Steve Jobs Resigns (AP Photo/Paul Sakuma)On Wednesday, August 24, 2011, Tim Cook was named as Jobs’ replacement.  Stocks took a tumble and then bounced back.  Consumers are anxiously looking forward to the next big releases and will line up in droves upon their debuts.  Apple will make lots of money.  In other words, life will go on for the computer giant.  Translation: Steve Jobs was important to the success of Apple, but he’s just as replaceable as everyone else…including you. 

But is that a good or bad thing?  What does being replaceable mean? 

Stop watching YouTube.  You’re replaceable if you don’t do work.  When a company is looking to save money, the first thing they will do is cut the dead weight.  The best way to avoid that scenario is to be an important cog in the wheel.  There is no excuse for spending your time at work by watching YouTube videos; updating your Facebook or Twitter status or shopping.  If you have run out of tasks to do, be proactive.  Find work.  Because if other employees are filling their day with work and you are looking at puppies on Cute Overload, you have nothing to complain about when you find yourself unemployed.     

Younger and cheaper is better…or is it?  Your success at a company has led to various promotions and raises.  Life couldn’t get better, but then the economy tanked and companies were looking to save money.  After cutting dead weight, they decided to stop paying people so much to do a job a younger person might do for a lot less.  There really is no avoiding that.  The perception that younger is better has made it so that older workers who make more money are replaced by fresh young talent with a lower price tag.  And the truth of the matter is, your hard work made it easier for someone to step into your shoes.  Over time, your replacement has figured out your way of doing things and eventually adds their own flair into the mix, making things better than before.  The company has gone on without you.  Of course it takes time to train someone new and in a world where time is money and companies need projects completed NOW, it might be more cost effective to keep you.  That should be your argument. 

There is no I in team, but there is me.  You are replaceable for the simple fact that someone on your team might be willing to take on your job with a slightly smaller pay increase or none whatsoever.  Everyone is scared of becoming unemployed and if the opportunity arises, you better believe the person you worked with deep in the trenches will do whatever it takes to keep getting a paycheck.  Nothing personal…it’s only business. 

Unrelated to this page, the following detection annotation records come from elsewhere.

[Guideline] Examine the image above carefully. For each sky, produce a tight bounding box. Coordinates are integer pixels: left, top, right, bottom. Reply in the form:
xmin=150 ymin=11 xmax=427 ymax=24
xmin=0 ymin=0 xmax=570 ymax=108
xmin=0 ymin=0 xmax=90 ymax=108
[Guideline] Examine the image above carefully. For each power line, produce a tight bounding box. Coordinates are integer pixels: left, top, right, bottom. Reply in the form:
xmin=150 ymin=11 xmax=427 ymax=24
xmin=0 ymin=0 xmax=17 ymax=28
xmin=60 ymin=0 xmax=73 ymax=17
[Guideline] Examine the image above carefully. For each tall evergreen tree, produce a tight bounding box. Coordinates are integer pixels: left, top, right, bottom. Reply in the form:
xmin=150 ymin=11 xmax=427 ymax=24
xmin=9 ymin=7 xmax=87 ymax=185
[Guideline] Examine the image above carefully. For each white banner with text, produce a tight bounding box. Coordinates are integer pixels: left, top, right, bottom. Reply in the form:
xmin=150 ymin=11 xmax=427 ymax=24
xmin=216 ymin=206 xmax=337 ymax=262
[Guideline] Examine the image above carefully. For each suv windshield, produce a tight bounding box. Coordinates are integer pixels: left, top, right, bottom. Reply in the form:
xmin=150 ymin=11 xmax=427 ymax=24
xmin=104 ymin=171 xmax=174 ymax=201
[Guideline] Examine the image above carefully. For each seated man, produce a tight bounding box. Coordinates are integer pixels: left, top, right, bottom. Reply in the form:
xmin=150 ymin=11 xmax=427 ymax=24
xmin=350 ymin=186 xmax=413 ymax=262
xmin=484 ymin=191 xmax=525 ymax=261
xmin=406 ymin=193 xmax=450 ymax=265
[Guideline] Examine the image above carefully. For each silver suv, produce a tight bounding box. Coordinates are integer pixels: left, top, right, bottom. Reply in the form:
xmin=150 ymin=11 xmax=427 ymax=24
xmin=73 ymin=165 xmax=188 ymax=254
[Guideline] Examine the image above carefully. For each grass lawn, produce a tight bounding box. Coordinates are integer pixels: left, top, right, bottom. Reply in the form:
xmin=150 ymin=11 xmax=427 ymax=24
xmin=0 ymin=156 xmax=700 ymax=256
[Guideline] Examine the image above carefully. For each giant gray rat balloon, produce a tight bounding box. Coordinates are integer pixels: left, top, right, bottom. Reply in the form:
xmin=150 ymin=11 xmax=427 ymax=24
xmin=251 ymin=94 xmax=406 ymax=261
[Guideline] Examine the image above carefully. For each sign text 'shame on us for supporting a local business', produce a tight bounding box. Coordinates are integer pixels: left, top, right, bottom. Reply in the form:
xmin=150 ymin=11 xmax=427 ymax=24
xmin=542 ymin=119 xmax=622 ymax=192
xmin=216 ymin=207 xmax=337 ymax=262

Learn from your smart phone.  In a few years, there will be a robot that can do your work.  That has become true for a lot of people.  But while technology can hurt a career, like email has done for U.S. Postal workers, being knowledgeable about specific software might make you irreplaceable for a moment.  If only a few people know the type of program your company uses, those people are going to be equally as expensive as you are (simple supply and demand rule), so why not just keep the person they have.  The lesson here: find something your company can’t live without and then learn it inside and out.  The more skills you acquire, the harder it is to be replaced.  You got rid of your digital camera, phone, portable music device and a book, because your Droid does it all.  Get it. 

Being replaceable is a motivational power.  You are replaceable and you know it, so why stay at a job that might fire you just to save some money.  Knowing that you are replaceable should make you strive for something greater.  This is why so many people are no longer loyal to companies and switch jobs every year.  They are jumping ship before they are forced to walk the plank.  Make the fact that you are replaceable work for you and keep your eye out for better jobs.